You are viewing a plain text version of this content. The canonical link for it is here.
Posted to commits@druid.apache.org by GitBox <gi...@apache.org> on 2020/10/05 22:28:11 UTC

[GitHub] [druid] jihoonson commented on a change in pull request #10479: Fix compaction task slot computation in auto compaction

jihoonson commented on a change in pull request #10479:
URL: https://github.com/apache/druid/pull/10479#discussion_r499906319



##########
File path: server/src/main/java/org/apache/druid/server/coordinator/duty/CompactSegments.java
##########
@@ -277,7 +300,8 @@ private CoordinatorStats doRun(
         );
         LOG.infoSegments(segmentsToCompact, "Compacting segments");
         // Count the compaction task itself + its sub tasks
-        numSubmittedTasks += findNumMaxConcurrentSubTasks(config.getTuningConfig()) + 1;
+        numSubmittedTasks++;
+        numCompactionTasksAndSubtasks += findMaxNumTaskSlotsUsedByOneCompactionTask(config.getTuningConfig()) + 1;

Review comment:
       Oops, good catch. It was always counting an extra slot regardless of the mode of the compaction task. Added tests.

##########
File path: server/src/main/java/org/apache/druid/server/coordinator/duty/CompactSegments.java
##########
@@ -277,7 +300,8 @@ private CoordinatorStats doRun(
         );
         LOG.infoSegments(segmentsToCompact, "Compacting segments");
         // Count the compaction task itself + its sub tasks
-        numSubmittedTasks += findNumMaxConcurrentSubTasks(config.getTuningConfig()) + 1;
+        numSubmittedTasks++;

Review comment:
       I think the previous one was wrong.
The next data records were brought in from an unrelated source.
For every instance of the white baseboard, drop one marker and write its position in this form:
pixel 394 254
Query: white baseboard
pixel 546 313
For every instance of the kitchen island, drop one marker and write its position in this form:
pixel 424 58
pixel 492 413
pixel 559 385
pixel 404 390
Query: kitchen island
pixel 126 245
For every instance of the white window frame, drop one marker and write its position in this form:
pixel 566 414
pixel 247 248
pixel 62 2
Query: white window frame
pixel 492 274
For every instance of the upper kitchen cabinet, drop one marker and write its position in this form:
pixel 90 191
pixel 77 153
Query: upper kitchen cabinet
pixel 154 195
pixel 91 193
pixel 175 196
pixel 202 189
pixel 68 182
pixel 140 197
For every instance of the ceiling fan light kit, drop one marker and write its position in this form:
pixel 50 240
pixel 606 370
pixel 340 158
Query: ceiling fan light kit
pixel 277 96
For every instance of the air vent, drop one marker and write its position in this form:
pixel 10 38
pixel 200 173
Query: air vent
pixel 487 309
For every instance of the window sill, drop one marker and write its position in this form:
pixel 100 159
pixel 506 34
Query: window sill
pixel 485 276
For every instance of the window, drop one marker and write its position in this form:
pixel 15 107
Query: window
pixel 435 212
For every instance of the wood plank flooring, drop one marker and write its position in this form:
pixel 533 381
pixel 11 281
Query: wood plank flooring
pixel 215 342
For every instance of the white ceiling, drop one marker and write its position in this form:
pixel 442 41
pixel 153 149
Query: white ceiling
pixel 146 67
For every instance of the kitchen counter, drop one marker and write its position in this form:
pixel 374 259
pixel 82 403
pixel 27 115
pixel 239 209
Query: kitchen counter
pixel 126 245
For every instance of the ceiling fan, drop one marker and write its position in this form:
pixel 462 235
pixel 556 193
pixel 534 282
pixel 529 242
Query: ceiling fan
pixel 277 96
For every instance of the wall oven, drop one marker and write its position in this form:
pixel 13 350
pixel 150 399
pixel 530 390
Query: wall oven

It should count only the number of compaction tasks, not including its subtasks. I think this change would be fine since it's not documented yet. But yes, we should document it and all missing metrics.

##########
File path: server/src/main/java/org/apache/druid/server/coordinator/duty/CompactSegments.java
##########
@@ -180,24 +183,43 @@ public DruidCoordinatorRuntimeParams run(DruidCoordinatorRuntimeParams params)
   }
 
   /**
-   * Each compaction task can run a parallel indexing task. When we count the number of current running
-   * compaction tasks, we should count the sub tasks of the parallel indexing task as well. However, we currently
-   * don't have a good way to get the number of current running sub tasks except poking each supervisor task,
-   * which is complex to handle all kinds of failures. Here, we simply return {@code maxNumConcurrentSubTasks} instead
-   * to estimate the number of sub tasks conservatively. This should be ok since it won't affect to the performance of
-   * other ingestion types.
+   * Returns the maximum number of task slots used by one compaction task at any time when the task is issued with
+   * the given tuningConfig.
    */
-  private int findNumMaxConcurrentSubTasks(@Nullable ClientCompactionTaskQueryTuningConfig tuningConfig)
+  @VisibleForTesting
+  static int findMaxNumTaskSlotsUsedByOneCompactionTask(@Nullable ClientCompactionTaskQueryTuningConfig tuningConfig)
   {
-    if (tuningConfig != null && tuningConfig.getMaxNumConcurrentSubTasks() != null) {
-      // The actual number of subtasks might be smaller than the configured max.
-      // However, we use the max to simplify the estimation here.
-      return tuningConfig.getMaxNumConcurrentSubTasks();
+    if (isParallelMode(tuningConfig)) {
+      @Nullable Integer maxNumConcurrentSubTasks = tuningConfig.getMaxNumConcurrentSubTasks();
+      // Max number of task slots used in parallel mode = maxNumConcurrentSubTasks + 1 (supervisor task)
+      return (maxNumConcurrentSubTasks == null ? 1 : maxNumConcurrentSubTasks) + 1;
     } else {
-      return 0;
+      return 1;
     }
   }
 
+  /**
+   * Returns true if the compaction task can run in the parallel mode with the given tuningConfig.
+   * This method should be synchronized with ParallelIndexSupervisorTask.isParallelMode(InputSource, ParallelIndexTuningConfig).
+   */
+  @VisibleForTesting
+  static boolean isParallelMode(@Nullable ClientCompactionTaskQueryTuningConfig tuningConfig)

Review comment:
       They can't be merged for now since they are in different modules. There will be a cyclic dependency if I add a dependency for `indexing-service` in `server` since `indexing-service` already has one for `server`.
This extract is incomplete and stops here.